For imbalanced datasets, the area under the ROC curve, which is often the only metric reported, may not be a good indicator of model performance. The reason for this is that the ROC curve is influenced by the large number of true negatives, which are clinically less relevant since those are patients that do well. False positive rate (1 – specificity), which forms the x-axis of the ROC curve, is calculated as false positives / (false positives + true negatives). In our case with a high number of true negatives, this will push the curve upwards and to the left, thereby increasing the area under the curve, which will give an overly optimistic view of model performance [30, 31]. The PR curve does not suffer from this limitation since precision, also known as the positive predictive value, is equivalent to true positives / (true positives + false positives) and therefore not influenced by the large number of negatives. In addition, for a perfect model, the area under the PR curve equals 1, similar to the ROC curve, but whereas the baseline AUC is fixed at 0.5 for the ROC curve, for the PR curve this baseline AUC equals the proportion of the ‘positives’ or in our case 0.053 (5.3% combined outcome of readmission and mortality). The PR curve (Fig. 1b) shows that the area under the curve (0.198) is much better than the baseline AUC of our combined outcome of 5.3% (0.053), but also that there is still room for improvement, even for the complex models we describe. Unfortunately, reporting of PR curves is rare in medicine [30] and they are also unavailable for previously developed models targeted at prevention of untimely ICU discharge. This makes rigorous comparisons with our model cumbersome. Given the rapid progression of the field, it is likely that many more classification algorithms will be published for intensive care medicine. As imbalanced datasets are the norm in this setting, it is essential that both ROC and PR curves will be reported for future machine learning studies in the context of intensive care medicine.

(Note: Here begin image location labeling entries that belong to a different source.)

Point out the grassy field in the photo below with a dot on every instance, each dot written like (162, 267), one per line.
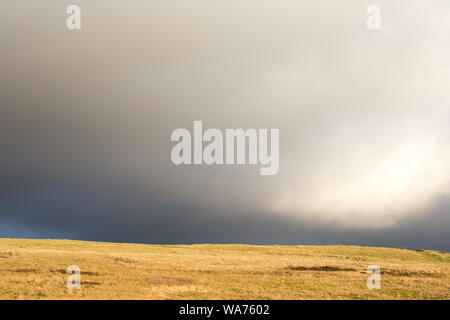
(36, 269)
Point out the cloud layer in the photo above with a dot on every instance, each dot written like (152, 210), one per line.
(86, 118)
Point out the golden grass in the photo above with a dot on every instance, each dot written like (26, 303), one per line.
(36, 269)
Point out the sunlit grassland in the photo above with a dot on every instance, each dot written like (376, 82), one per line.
(36, 269)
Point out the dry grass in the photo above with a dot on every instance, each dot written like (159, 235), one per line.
(36, 269)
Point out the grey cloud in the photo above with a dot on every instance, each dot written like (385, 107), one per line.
(86, 119)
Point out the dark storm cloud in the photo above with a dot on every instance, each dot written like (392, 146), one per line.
(86, 118)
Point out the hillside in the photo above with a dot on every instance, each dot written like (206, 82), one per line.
(36, 269)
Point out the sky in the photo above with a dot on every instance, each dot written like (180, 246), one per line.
(86, 118)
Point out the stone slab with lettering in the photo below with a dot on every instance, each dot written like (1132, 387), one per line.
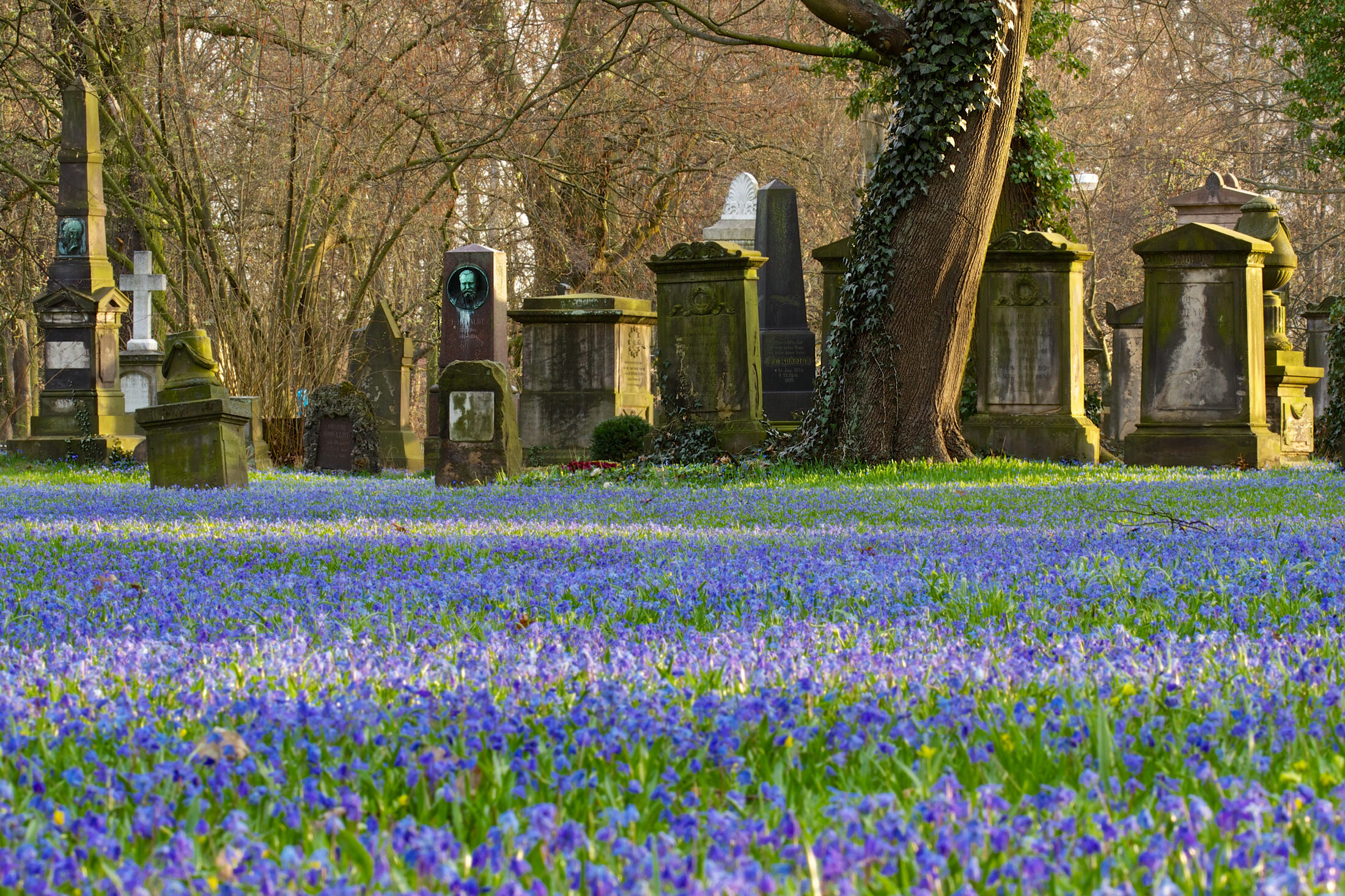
(586, 359)
(1203, 393)
(381, 362)
(737, 221)
(197, 433)
(478, 424)
(789, 348)
(475, 325)
(1030, 339)
(341, 431)
(81, 409)
(709, 338)
(1127, 342)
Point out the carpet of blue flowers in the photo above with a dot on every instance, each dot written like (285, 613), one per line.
(992, 678)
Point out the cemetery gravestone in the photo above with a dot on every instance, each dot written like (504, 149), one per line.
(381, 368)
(1203, 393)
(1317, 354)
(709, 338)
(478, 425)
(341, 431)
(586, 359)
(737, 221)
(81, 408)
(833, 259)
(1030, 351)
(789, 348)
(197, 432)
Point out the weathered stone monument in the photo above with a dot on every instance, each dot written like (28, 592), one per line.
(789, 348)
(1203, 395)
(341, 431)
(709, 338)
(1030, 351)
(478, 425)
(1289, 411)
(197, 432)
(1127, 342)
(833, 257)
(142, 361)
(81, 409)
(737, 221)
(1317, 353)
(586, 359)
(1219, 201)
(381, 366)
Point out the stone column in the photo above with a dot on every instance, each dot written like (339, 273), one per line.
(709, 341)
(789, 346)
(1031, 351)
(586, 359)
(1319, 320)
(833, 257)
(1127, 342)
(1203, 396)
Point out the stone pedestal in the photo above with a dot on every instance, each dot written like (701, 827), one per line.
(478, 425)
(709, 339)
(1317, 354)
(381, 368)
(197, 435)
(1030, 351)
(1203, 397)
(789, 346)
(586, 359)
(475, 326)
(1127, 343)
(831, 257)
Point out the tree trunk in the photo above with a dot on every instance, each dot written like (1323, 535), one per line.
(905, 406)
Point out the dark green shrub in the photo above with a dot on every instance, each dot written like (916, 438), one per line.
(619, 438)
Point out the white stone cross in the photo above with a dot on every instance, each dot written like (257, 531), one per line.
(140, 285)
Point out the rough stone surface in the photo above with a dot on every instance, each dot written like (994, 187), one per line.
(381, 368)
(1030, 351)
(1203, 396)
(709, 338)
(346, 417)
(197, 435)
(789, 348)
(586, 359)
(478, 425)
(475, 326)
(1127, 343)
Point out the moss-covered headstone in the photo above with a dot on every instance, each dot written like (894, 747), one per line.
(478, 425)
(197, 433)
(1203, 393)
(341, 431)
(709, 339)
(1031, 351)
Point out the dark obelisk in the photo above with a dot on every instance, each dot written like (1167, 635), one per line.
(789, 348)
(81, 409)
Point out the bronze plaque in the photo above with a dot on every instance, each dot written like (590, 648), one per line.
(335, 443)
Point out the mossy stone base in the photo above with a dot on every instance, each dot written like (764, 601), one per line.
(197, 444)
(85, 451)
(400, 450)
(1034, 436)
(1245, 446)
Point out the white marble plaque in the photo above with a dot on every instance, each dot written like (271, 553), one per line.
(471, 416)
(68, 356)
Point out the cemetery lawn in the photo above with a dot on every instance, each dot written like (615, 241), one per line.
(992, 677)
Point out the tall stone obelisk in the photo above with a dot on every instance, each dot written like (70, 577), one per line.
(81, 411)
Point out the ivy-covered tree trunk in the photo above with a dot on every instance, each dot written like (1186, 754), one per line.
(897, 354)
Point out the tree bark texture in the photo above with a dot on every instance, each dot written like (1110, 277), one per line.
(905, 406)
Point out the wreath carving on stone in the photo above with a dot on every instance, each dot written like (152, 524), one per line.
(342, 400)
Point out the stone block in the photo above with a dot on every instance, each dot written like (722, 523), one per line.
(478, 425)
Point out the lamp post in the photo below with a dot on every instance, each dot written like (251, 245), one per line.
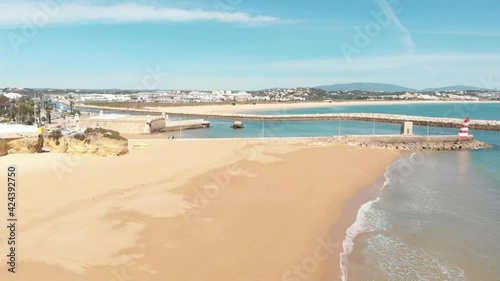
(339, 126)
(262, 127)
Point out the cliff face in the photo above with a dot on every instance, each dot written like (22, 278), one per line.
(57, 145)
(24, 145)
(3, 147)
(102, 143)
(97, 146)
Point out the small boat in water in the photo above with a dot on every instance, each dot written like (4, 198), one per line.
(237, 125)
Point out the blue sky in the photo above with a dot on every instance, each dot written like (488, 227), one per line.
(248, 44)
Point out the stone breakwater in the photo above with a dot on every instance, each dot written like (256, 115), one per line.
(399, 142)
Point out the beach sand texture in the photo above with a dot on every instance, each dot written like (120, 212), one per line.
(236, 210)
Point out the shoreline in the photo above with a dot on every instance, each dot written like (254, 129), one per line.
(240, 108)
(271, 203)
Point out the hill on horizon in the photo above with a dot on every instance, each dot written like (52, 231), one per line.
(381, 87)
(371, 87)
(455, 88)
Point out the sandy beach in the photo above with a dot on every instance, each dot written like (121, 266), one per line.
(235, 210)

Good model performance alone, is insufficient for a useful bedside tool on the ICU. Whether a model will be adopted in clinical practice will also depend heavily on ease of use as well as on the trade-off between the cost associated with a readmission (mortality, length of stay) and the cost of an unnecessary prolonged stay (length of stay, cancelled elective surgery or denied admissions). For the distinct groups of patients that we identified earlier using readmission probability-time curves, we showcase in our explorative impact analysis that using these curves may improve discharge management by preventing readmissions and deaths from premature ICU discharge with only a small increase in total length of stay. Furthermore, when a fraction of the patients that do not seem to improve during the last days of the admission (group 2b in Fig. 5) might even be discharged earlier as a consequence of using our model, the impact could potentially include both a reduction in total length of stay as well as a reduction in readmission rate. The promising result of our explorative analysis of clinical impact and the vast potential benefit for our future critically ill patients have prompted us to proceed with validation and implementation of our model at the bedside in Amsterdam UMC.